75 years ago - July 6, 1944
To the Editor
Sir – It seems to me that the question of when or whether public houses should be closed should be decided by the police or the licensing authority.
Most folk know there is a shortage and are prepared to know there are times when beer, etc is not available.
Mr Hemmans’ reply does not help, as the trouble is drinkers know they are being messed about by the publicans, who close the front door only.
Beer is delivered regularly in Newbury, but all or the largest percentage is sold out by Sunday mid-day.
Then without another delivery houses can open when it suits the publican.
Some publicans will only see to regular customers, others have knocks or rings that gain admittance for a selected few.
There are publicans who are doing a difficult job as pleasantly as one can expect, and it is to be hoped that when Mr Hemmans’ steady trade period arrives the public will remember this fact and patronise those houses.
50 years ago - July 10, 1969
Several racing stables around Newbury have been affected by the “Equine flu” epidemic that is sweeping the country.
And a horse show at Bucklebury this Sunday has had to be cancelled because the virus has hit the number of entries.
Horses at Mr Peter Walwyn’s stable in Lambourn are recovering from the flu this week, but further up the valley Mr Derek Candy’s Stable is virtually at a standstill, with every horse in the 50-strong stable out of action.
Several smaller stables have also been badly hit by the flu, which affects the horses for four weeks.
Some run a temperature, while others become quite sick.
The horse show which had to be cancelled was the Bucklebury Show and Gymkhana at New Barn Farm.
The organiser, Mr C Munro-Ashman, said yesterday “This flu is very contagious.
“We thought it would be unwise to hold the horse show and have a large number of horses together on our land.”
25 years ago - July 7, 1994
Help was at hand only for some of the people plagued by speeding motorists and traffic congestion when the powerful Berkshire County Council highways committee met on Monday.
While a pregnant mother in Donnington succeeded in swaying councillors to impose a speed limit against the advice of the police, for the residents of Eastbury it will be Christmas before they learn if the speeding motorists through their village can be slowed.
For the motorists fuming in the daily queues on Strawberry Hill, Newbury, there is no quick solution, only a promise to investigate what can be done, and the saga of the hole in Station Road, Hungerford, rumbles on.
And while action will be taken in Stockcross and Wickham, people living in Speen face a long wait.
10 years ago - July 10, 2009
A Highclere yachtswoman was the first female to finish an epic solo transatlantic race, and came fourth overall in her boat PureSolo.
Hannah White, aged 26, of Pantings Lane, was one of 34 entrants in the Original Singlehanded Transatlantic Race, which started in Plymouth at the end of May.
Former St Gabriel’s School pupil Miss White finished in Newport, Rhode Island, after 19 days, 23 hours and 22 minutes at sea.
This week she spoke from the US as she was about to embark on the return journey to her training ground in Lymington, Hants.
Miss White said that it felt utterly incredible to have completed the 3,000 mile race.
Throughout the challenge she endured tough conditions of gale force winds, ice and fog.
Her first attempt at the race four years ago ended in disaster when she had to head back home after a few days owing to technical problems, and this year she almost suffered the same fate.
She said “When my primary autopilot failed, I have to admit I sobbed.

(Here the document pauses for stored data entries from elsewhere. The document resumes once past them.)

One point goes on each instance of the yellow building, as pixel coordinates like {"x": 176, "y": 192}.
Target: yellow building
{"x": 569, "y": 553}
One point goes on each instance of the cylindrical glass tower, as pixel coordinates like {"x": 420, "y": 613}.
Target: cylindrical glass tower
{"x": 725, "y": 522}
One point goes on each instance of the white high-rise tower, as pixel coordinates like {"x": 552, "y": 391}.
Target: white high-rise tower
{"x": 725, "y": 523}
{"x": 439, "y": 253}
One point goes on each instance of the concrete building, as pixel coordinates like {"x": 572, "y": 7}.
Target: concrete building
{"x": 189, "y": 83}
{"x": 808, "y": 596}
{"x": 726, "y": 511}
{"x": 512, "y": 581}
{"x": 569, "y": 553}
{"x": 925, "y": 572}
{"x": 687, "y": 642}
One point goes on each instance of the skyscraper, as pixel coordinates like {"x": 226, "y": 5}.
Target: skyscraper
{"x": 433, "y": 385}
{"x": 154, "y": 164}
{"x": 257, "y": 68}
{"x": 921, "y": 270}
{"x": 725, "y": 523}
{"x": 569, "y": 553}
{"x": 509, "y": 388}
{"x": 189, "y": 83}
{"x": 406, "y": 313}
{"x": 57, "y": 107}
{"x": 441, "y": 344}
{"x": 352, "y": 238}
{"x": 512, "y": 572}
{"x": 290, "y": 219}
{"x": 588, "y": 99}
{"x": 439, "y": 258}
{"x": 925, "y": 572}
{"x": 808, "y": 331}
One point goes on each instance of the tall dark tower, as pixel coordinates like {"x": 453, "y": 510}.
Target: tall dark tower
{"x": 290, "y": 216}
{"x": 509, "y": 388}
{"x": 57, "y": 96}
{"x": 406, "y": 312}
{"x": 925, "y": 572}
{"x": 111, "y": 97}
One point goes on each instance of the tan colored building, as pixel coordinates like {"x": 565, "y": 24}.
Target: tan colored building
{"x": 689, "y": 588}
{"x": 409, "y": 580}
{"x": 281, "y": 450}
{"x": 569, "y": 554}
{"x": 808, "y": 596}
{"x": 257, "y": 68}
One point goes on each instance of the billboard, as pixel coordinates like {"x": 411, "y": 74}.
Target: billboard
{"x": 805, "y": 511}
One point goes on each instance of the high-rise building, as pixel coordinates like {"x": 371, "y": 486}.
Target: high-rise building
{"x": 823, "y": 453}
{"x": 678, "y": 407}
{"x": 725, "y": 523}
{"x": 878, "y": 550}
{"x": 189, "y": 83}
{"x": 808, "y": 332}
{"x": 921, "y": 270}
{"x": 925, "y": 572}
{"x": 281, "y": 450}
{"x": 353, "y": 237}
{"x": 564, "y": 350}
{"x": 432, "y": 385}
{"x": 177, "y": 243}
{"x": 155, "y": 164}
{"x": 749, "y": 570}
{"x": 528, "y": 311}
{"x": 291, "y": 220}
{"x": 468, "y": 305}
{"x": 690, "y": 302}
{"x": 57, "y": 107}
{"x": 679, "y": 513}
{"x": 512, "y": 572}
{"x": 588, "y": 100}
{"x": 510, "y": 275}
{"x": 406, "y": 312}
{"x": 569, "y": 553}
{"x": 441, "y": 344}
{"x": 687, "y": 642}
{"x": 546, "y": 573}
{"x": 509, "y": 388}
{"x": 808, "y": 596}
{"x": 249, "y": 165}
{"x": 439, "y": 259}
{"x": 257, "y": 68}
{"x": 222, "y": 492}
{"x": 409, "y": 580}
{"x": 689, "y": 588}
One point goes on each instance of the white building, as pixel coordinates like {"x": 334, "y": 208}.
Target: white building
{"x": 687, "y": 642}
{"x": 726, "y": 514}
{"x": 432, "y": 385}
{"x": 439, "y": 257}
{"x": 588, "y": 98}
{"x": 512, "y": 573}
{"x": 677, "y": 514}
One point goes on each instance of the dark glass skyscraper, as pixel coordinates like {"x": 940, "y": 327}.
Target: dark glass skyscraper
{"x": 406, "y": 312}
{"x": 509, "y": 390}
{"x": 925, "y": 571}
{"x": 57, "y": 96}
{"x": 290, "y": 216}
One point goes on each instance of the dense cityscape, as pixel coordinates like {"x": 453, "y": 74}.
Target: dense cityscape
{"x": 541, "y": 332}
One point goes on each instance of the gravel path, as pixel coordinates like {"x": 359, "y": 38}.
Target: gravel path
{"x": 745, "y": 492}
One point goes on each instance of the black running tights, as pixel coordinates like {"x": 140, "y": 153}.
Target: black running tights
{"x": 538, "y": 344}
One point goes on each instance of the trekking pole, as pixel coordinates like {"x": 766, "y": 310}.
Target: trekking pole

It seemed so unfair to be doing so well and have to retire because of equipment failure.”
Thieves have stolen the main prop from a school’s entry to this Sunday’s Newbury Carnival.
The seven feet high ‘Onion Carriage’ was to be the centre piece of the John Rankin junior and infant schools’ combined carnival entry, but was taken from the playground.
The two Newbury schools have joined forces and pupils have been working tirelessly to perfect their entry, which is based around the animated film Shrek.